Figure 5 elaborates on the clinical relevance of the trial in a form that could be shared with patients by health-care professionals.
Discussion
Because of the prophylactic nature of HPV vaccines, the primary target populations in many national immunization programs are young adolescent girls. To our knowledge, this is the longest follow-up study in girls aged 10–14 years who received three doses of the AS04-HPV-16/18 vaccine.
Ten years after the initial vaccination, all subjects remained seropositive for anti-HPV-16 and anti-HPV-18 antibodies.
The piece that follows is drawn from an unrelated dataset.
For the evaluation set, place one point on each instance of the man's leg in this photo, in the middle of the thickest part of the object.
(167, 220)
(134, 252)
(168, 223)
The kinetic profiles of anti-HPV-16 and anti-HPV-18 antibody titer, as well as the non-vaccine type HPV-31 and HPV-45 antibody titer, were similar: a peak response in antibody GMTs one month after administration of Dose 3 (i.e. Month 7), followed by a decline from Month 18 to Month 24 and thereafter reaching a plateau level till Month 120. Such antibody kinetics were also observed in other age populations.10,16,22,23
The anti-HPV-16 and anti-HPV-18 antibody plateau levels in young girls aged 10–14 years at first vaccination according to a 3-dose schedule remained several fold higher than the plateau levels observed in young women aged 15–25 years, the age population in which prophylactic vaccine efficacy was demonstrated against high-grade lesions.11,15 There is no established immune correlate of protection for prophylactic HPV vaccines. However, the sustained high antibody levels are particularly relevant in supporting the long-lasting protection provided by HPV-vaccination that mainly targets young adolescents, with the intent of rendering protection at the time of exposure.24
Aside from its high efficacy against persistent HPV-16/18 infections, results from AS04-HPV-16/18 vaccine trials showed a protective effect of the vaccine against non-vaccine types.14,25 In a Phase III clinical trial setting, efficacy against non-vaccine types HPV-31 and HPV-45 has been observed up to 7 years in women vaccinated at 26 years of age and above.26 In two studies investigating the 2-dose schedule, cross-reactivity of the vaccine against HPV-31/45 was found similar after 2 doses (girls aged 9–14 years) or 3 doses (young women aged 15–25 years) and lasted for at least 5 years.27 Recently, results from observational studies in Scotland and in the Netherlands reported vaccine effectiveness of the AS04-HPV-16/18 vaccine against HPV-31/33/45 and HPV-31/35/45/52, respectively.28,29 The sustained immune response that we observed in this study against HPV-31/45 is aligned with these real-life data that are of crucial importance to assess the potential health impact of AS04-HPV16/18 vaccination programs.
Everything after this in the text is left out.